Die Beschwerden reichen von postprandialem Völlegefühl, Kurzatmigkeit und Anämie bis hin zu lebensbedrohlichen Inkarzerationen
Manche der überwiegend älteren Patienten sind klinisch vermeintlich asymptomatisch, weisen allerdings bei sorgfältiger Anamnese Symptome auf, die zum Teil dem physiologischen Alterungsprozess zugeschrieben werden – wie Kurzatmigkeit, Völlegefühl, Regurgitation und retrosternales Druckgefühl [2]. Die Beschwerden verstärken sich postprandial durch die intrathorakale Verdrängung von Lunge und Herz durch den gefüllten Magen (ähnlich dem Roemheld-Syndrom). Ein anfangs bestehender Reflux weicht mit zunehmender Erkrankungsdauer durch Abknicken des Mageneingangs einer Magenentleerungsstörung. Erstsymptome sind bei über 30 Prozent der Patienten eine Eisenmangelanämie oder Synkope. Ursache hierfür sind weniger okkulte chronische Stauungsblutungen, als vielmehr Resorptionsstörungen von Eisen und Vitamin B12. Eine akute Inkarzeration oder ein Volvulus des Magens sind zwar selten (Abb. 2, 3a), dann jedoch lebensbedrohlich. Neben dem kompletten Magen können auch Dünndarm, Dickdarm oder andere Organe hernieren, was als Entero­thorax bezeichnet wird.
 

Diagnostik: Eine Magendurchleuchtung ist für die Operationsplanung entscheidend
Häufig kann die Diagnose schon anhand der typischen Symptome gestellt werden. Manchmal ergibt sie sich zufällig im Rahmen einer Röntgen-Thorax-Aufnahme oder eines anderweitig veranlassten Computertomogramms. Pathognomonisch sind eine retrokardiale Luftsichel mit Flüssigkeitsspiegel in der Magenblase, im Extremfall mit Mediastinalverlagerung (W Abb. 2). Eine Magen-Durchleuchtung bestätigt die Diagnose und ist für den Chirurgen die wichtigste Untersuchung (W Abb. 3). Sie klärt nicht nur die Lagebeziehung von Ösophagus, Kardia und Magen zueinander, sondern macht auch Aussagen zu Magenein- und abstrom des Kontrastmittels. Obligat ist auch eine Gastroskopie, während pH-Metrie und Manometrie allenfalls bei kombinierten Hernien mit Refluxbeschwerden einen Stellenwert haben [1]. Bewährt hat sich die Messung des gastrointestinalen Lebensqualitätsindex nach Eypasch sowohl prä- als auch postoperativ mittels eines standardisierten Fragebogens [3]. Bei 36 Fragen können höchstens 144 Punkte erreicht werden, wobei die Normalbevölkerung einen Durchschnittswert von 125,8 erreicht [3]. Bei Patienten mit paraösophagealen Hernien ist die Lebensqualität nach unserer Erfahrung klinisch relevant auf Werte zwischen 80 und 100 erniedrigt [4].
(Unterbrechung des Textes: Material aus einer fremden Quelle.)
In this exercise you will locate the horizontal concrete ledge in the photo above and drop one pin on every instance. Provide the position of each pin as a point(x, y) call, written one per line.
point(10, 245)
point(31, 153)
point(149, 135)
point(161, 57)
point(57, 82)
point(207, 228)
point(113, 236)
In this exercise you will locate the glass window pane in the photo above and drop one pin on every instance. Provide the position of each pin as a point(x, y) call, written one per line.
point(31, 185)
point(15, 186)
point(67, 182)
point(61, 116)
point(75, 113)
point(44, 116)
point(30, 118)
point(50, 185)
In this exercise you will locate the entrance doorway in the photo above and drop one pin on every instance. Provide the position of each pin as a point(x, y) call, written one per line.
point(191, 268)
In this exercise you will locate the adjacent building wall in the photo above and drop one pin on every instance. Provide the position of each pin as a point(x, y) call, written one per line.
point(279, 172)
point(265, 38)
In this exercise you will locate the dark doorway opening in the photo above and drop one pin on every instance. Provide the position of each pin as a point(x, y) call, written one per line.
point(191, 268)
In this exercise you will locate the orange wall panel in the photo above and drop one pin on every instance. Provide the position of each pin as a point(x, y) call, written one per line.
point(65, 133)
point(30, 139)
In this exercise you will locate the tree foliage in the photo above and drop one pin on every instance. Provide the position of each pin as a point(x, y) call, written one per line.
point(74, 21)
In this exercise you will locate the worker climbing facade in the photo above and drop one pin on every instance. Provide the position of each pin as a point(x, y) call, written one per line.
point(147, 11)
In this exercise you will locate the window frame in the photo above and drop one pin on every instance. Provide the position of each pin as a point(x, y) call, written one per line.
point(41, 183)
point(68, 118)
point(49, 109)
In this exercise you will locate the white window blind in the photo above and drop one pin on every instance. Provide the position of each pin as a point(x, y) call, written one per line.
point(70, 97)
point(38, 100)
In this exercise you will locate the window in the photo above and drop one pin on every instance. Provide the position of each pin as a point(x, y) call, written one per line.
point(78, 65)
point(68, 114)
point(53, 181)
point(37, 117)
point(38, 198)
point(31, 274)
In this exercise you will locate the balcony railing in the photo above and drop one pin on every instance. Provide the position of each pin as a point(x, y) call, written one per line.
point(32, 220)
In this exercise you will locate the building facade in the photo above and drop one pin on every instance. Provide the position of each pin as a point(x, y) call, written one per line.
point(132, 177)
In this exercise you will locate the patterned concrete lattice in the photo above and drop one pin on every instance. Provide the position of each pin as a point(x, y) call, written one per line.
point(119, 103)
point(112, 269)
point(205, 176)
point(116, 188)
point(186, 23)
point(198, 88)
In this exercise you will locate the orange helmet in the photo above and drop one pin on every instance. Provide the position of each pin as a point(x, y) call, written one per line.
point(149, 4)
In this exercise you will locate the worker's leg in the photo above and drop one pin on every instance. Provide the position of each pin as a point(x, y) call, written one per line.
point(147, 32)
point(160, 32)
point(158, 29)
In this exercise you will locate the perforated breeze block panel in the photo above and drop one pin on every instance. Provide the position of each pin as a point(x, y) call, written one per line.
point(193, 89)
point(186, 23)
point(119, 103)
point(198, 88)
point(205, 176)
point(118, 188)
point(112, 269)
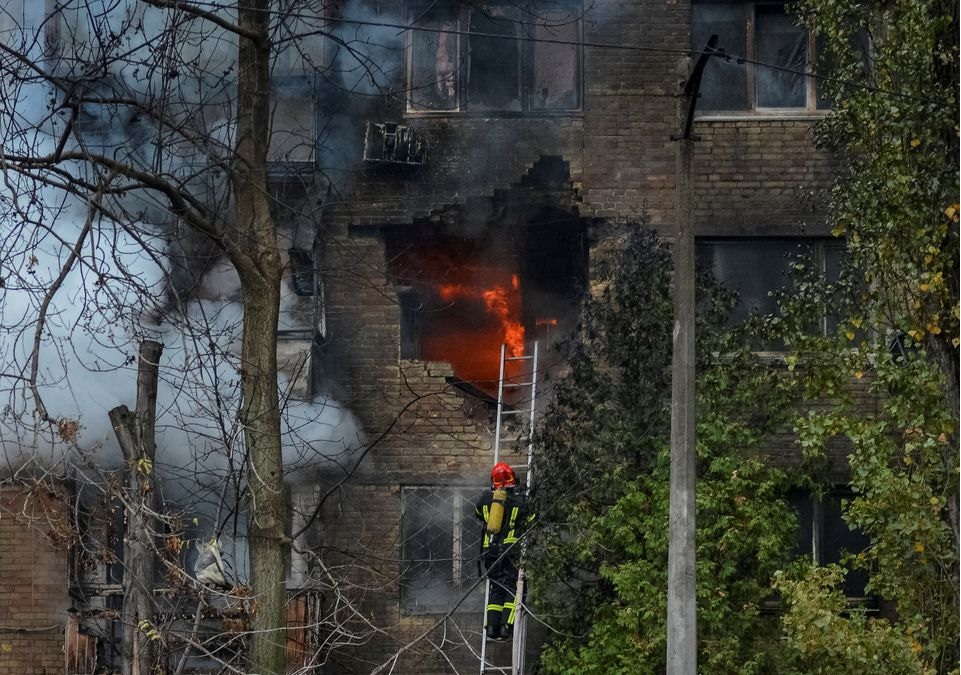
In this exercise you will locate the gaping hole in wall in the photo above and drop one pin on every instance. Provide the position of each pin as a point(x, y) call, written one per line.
point(464, 291)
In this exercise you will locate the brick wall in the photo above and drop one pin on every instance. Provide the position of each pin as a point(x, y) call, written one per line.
point(33, 583)
point(760, 176)
point(753, 176)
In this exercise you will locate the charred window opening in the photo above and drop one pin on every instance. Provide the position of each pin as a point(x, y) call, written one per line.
point(462, 297)
point(493, 57)
point(770, 55)
point(293, 121)
point(825, 537)
point(440, 542)
point(302, 271)
point(493, 80)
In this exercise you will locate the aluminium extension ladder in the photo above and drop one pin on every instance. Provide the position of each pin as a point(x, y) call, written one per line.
point(528, 386)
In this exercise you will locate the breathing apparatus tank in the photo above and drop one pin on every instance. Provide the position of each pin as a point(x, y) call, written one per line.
point(496, 517)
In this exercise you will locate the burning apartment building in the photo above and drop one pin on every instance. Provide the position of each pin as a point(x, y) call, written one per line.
point(445, 175)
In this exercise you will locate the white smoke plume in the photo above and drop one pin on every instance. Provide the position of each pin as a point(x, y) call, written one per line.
point(119, 289)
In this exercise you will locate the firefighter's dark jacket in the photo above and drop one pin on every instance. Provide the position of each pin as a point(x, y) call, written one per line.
point(516, 518)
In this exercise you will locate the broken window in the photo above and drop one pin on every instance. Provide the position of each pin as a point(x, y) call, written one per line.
point(293, 121)
point(756, 268)
point(440, 545)
point(768, 52)
point(494, 58)
point(302, 271)
point(825, 537)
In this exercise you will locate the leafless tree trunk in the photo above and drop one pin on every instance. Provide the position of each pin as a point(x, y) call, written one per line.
point(254, 254)
point(135, 433)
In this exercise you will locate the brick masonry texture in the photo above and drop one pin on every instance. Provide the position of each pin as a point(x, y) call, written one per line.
point(33, 583)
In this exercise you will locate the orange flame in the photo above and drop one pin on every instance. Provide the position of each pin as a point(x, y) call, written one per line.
point(483, 311)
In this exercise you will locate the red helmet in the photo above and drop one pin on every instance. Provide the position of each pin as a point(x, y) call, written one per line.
point(502, 475)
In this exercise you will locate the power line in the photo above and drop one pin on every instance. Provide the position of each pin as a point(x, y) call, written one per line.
point(719, 52)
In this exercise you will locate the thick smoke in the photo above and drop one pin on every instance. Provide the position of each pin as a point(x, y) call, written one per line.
point(127, 281)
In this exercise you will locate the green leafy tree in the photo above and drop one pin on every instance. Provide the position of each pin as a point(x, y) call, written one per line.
point(896, 343)
point(599, 562)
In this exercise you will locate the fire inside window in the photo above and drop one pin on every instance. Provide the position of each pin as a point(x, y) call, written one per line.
point(464, 294)
point(495, 58)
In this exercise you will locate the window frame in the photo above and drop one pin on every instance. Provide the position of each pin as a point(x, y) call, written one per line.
point(814, 105)
point(821, 516)
point(819, 249)
point(527, 42)
point(465, 537)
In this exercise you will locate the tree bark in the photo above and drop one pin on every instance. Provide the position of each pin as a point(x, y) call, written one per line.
point(135, 433)
point(253, 250)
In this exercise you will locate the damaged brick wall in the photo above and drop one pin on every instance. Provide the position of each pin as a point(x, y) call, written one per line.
point(33, 582)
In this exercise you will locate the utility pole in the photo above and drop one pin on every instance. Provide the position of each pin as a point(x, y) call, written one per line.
point(681, 557)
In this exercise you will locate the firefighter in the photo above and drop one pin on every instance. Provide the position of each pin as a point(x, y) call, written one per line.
point(504, 513)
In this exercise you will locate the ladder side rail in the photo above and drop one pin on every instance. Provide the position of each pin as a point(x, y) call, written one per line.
point(519, 647)
point(500, 405)
point(520, 633)
point(487, 596)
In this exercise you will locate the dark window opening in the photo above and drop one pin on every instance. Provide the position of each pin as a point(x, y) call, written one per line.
point(495, 58)
point(293, 121)
point(769, 56)
point(493, 80)
point(825, 537)
point(757, 268)
point(302, 271)
point(440, 544)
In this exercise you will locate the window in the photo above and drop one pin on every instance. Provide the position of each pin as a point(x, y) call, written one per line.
point(440, 548)
point(756, 267)
point(293, 125)
point(825, 537)
point(496, 57)
point(302, 271)
point(774, 54)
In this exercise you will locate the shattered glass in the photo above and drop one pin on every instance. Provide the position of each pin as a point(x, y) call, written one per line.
point(782, 44)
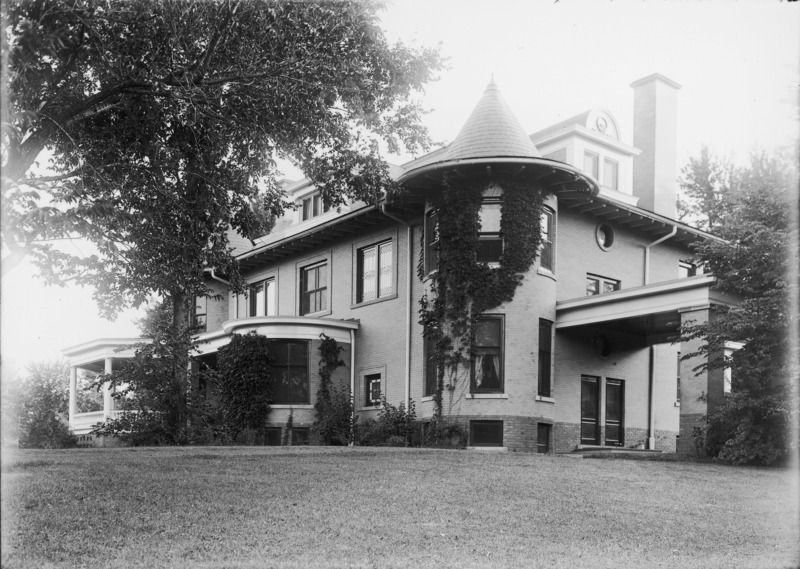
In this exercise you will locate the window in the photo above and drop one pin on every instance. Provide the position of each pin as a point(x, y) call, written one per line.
point(430, 366)
point(487, 355)
point(605, 236)
point(313, 206)
point(374, 279)
point(200, 312)
point(486, 433)
point(611, 174)
point(548, 233)
point(591, 164)
point(372, 385)
point(314, 288)
point(300, 436)
point(289, 371)
point(273, 437)
point(262, 298)
point(431, 241)
point(545, 356)
point(600, 285)
point(490, 244)
point(543, 438)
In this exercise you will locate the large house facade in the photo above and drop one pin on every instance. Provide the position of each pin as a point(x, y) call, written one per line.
point(582, 357)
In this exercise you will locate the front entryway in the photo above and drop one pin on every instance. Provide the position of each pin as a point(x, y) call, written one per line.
point(615, 412)
point(590, 410)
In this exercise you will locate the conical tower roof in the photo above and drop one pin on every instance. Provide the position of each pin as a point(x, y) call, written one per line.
point(493, 145)
point(492, 130)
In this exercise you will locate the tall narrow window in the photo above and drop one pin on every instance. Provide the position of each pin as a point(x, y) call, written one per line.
point(548, 233)
point(431, 241)
point(490, 244)
point(290, 371)
point(262, 298)
point(314, 288)
point(372, 385)
point(545, 356)
point(374, 279)
point(200, 313)
point(313, 206)
point(430, 366)
point(487, 355)
point(611, 174)
point(591, 164)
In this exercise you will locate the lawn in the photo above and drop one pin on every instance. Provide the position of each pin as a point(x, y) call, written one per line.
point(366, 507)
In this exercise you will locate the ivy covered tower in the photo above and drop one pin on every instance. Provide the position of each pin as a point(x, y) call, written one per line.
point(488, 264)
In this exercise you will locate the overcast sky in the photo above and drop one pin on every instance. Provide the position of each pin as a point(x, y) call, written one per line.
point(738, 64)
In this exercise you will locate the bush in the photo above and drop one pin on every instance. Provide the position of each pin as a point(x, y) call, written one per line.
point(395, 427)
point(43, 407)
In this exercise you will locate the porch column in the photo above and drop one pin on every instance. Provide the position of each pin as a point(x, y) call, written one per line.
point(108, 402)
point(73, 395)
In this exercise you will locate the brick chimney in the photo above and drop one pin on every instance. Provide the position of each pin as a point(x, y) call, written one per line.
point(655, 170)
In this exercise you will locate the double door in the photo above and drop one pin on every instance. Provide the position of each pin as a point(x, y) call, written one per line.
point(614, 411)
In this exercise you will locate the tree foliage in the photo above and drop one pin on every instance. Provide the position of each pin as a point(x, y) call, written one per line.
point(753, 216)
point(164, 120)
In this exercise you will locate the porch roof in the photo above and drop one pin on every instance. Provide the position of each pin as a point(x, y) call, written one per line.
point(650, 309)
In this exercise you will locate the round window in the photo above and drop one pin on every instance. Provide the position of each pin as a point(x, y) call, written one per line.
point(605, 236)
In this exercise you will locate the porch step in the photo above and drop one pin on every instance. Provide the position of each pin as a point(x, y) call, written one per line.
point(587, 450)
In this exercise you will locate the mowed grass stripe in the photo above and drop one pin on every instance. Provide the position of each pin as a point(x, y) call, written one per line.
point(323, 507)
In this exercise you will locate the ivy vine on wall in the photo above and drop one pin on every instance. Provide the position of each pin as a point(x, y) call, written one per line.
point(461, 287)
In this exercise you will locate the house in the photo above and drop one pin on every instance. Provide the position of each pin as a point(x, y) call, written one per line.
point(580, 357)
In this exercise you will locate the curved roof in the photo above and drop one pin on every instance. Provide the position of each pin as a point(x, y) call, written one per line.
point(491, 130)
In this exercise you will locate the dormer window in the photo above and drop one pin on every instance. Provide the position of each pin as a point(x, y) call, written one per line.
point(313, 205)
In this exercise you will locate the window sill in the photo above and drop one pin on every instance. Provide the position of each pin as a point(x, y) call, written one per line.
point(546, 273)
point(487, 396)
point(319, 314)
point(374, 301)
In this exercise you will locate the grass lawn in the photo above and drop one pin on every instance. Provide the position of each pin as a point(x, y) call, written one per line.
point(366, 507)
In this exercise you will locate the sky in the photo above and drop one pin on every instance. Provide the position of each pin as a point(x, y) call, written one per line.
point(738, 64)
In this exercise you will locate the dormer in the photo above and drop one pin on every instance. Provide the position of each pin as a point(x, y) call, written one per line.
point(591, 142)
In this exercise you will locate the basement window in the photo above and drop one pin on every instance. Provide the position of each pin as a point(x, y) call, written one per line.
point(486, 433)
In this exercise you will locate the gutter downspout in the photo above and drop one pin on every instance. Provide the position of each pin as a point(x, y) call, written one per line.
point(352, 384)
point(651, 419)
point(647, 252)
point(410, 274)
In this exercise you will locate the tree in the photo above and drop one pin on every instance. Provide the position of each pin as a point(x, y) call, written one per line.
point(164, 120)
point(754, 262)
point(41, 405)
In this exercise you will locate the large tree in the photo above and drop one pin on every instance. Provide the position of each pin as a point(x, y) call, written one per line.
point(163, 121)
point(753, 213)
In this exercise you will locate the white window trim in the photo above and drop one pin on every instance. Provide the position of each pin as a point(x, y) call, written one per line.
point(327, 258)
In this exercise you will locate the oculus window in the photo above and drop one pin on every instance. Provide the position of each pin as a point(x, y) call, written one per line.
point(374, 277)
point(487, 355)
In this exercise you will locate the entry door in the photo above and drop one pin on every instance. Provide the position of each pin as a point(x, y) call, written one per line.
point(590, 410)
point(615, 412)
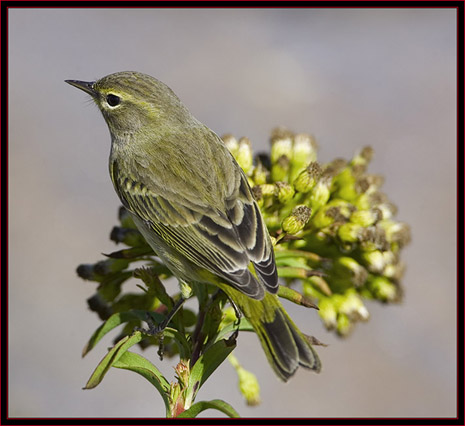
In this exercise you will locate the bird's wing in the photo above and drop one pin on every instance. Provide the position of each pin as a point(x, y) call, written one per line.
point(222, 242)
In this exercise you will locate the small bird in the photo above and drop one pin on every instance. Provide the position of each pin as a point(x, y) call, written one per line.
point(192, 202)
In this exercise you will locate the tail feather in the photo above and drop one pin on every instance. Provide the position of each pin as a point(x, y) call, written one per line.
point(285, 346)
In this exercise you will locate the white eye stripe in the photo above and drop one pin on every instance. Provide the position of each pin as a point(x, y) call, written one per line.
point(112, 100)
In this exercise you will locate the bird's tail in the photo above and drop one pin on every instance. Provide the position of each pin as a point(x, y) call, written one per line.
point(284, 344)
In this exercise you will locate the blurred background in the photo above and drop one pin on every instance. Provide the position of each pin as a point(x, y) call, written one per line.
point(351, 77)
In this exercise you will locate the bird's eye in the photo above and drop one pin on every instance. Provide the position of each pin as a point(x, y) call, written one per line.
point(113, 100)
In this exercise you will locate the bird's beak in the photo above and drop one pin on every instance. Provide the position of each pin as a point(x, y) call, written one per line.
point(86, 86)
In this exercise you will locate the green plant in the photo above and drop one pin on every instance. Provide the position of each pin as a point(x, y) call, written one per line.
point(334, 233)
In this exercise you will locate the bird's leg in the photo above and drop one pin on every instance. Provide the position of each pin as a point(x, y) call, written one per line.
point(154, 329)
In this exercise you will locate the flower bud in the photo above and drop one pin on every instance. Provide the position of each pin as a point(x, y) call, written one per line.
point(348, 268)
point(260, 174)
point(365, 217)
point(373, 238)
point(344, 326)
point(374, 260)
point(280, 169)
point(349, 232)
point(383, 289)
point(351, 305)
point(248, 383)
point(345, 184)
point(231, 143)
point(128, 236)
point(307, 178)
point(304, 152)
point(284, 192)
point(297, 220)
point(396, 232)
point(125, 218)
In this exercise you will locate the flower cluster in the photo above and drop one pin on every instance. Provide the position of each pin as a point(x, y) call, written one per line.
point(334, 230)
Patienten mit Upside-down-Magen sind in der Regel in einem fortgeschrittenen Lebensalter. In unserem Patientengut beträgt das Durchschnittsalter 67 Jahre. Dennoch ist selbst bei Patienten im Alter von über 80 Jahren die Indikation zur Operation mit der Diagnosestellung gegeben, wenn die Patienten nicht multimorbide sind. Außer einer geringfügigen Verlängerung der Liegezeit von 5,1 auf 6,7 Tage konnten wir beim Outcome keinen Unterschied zwischen Patienten unter und über dem 80. Lebensjahr feststellen [4]. Auch beschwerdearmen Patienten sollte die Operation nahegelegt werden, da unbehandelt rund ein Drittel der Patienten mit Upside-down-Magen ein kompliziertes Stadium mit Anämie oder Passagestörung bis hin zur Inkarzeration entwickeln kann. Bei stark adipösen Patienten ist die Möglichkeit eines primär bariatrischen Eingriffes in Betracht zu ziehen, da die alleinige Hernienversorgung häufig zu Rezidiven führt und einen späteren bariatrischen Eingriff erschwert.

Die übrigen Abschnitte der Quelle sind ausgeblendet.